TERENCE WAH, partner, Dentons Rodyk: The pro bono initiatives that our ﬁrm decides to take on will have to meet the following values: (i) it should have a positive social objective such as furthering a particular public good, correcting a perceived injustice or otherwise addressing issues which are of broad community concern; and (ii) the intended beneﬁciary should be a person or class of persons who otherwise deserve public support such as the marginalised or disadvantaged.
The pro bono initiatives that the ﬁrm takes on give our lawyers a better appreciation of and integration with the community that they serve. The initiatives also provide our lawyers with the opportunity to work on cases involving diverse legal issues which then help further develop our lawyer’s legal skills.

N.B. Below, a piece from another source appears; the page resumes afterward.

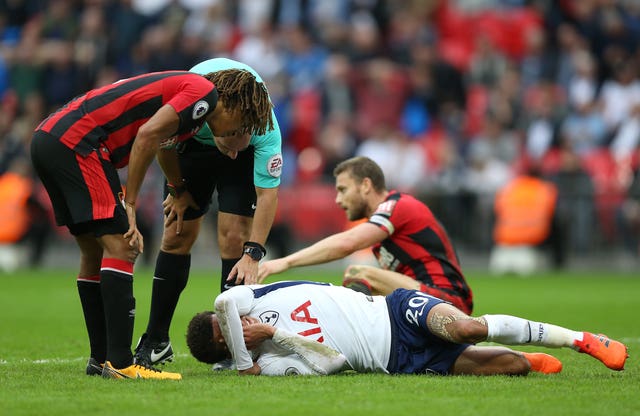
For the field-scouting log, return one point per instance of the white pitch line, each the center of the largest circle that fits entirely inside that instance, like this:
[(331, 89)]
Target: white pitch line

To further our pro bono efforts, in 2022 our ﬁrm launched a philanthropy and non-proﬁt practice group to help clients — who themselves have a charitable objective — to achieve those objectives.
BILLY LAM, partner and co-chair of the Asia Pro Bono Committee, Mayer Brown
With a longstanding commitment to access to justice, pro bono is a strategic priority for Mayer Brown in Asia. We select pro bono initiatives based on what the community needs and what we can provide. Knowing when to say “no” is also key to ensuring we are utilising our strengths to beneﬁt the community and not do a disservice to them. While an NGO might come to us for pro bono assistance, we also look to see how we can provide holistic assistance in other forms such as through donations or volunteering. By listening to our NGO and community partners, we identify what legal assistance is needed and how we can support their initiatives.
Pro bono contribution is a rewarding experience for us. Knowing that we have made a difference brings immense joy and satisfaction. Our lawyers gain invaluable knowledge about the issues the community faces and the opportunity to further hone their legal skills. From junior lawyers looking to enhance their knowledge to senior lawyers who are looking to do more than just their day-to-day work, pro bono provides a win-win situation for everyone.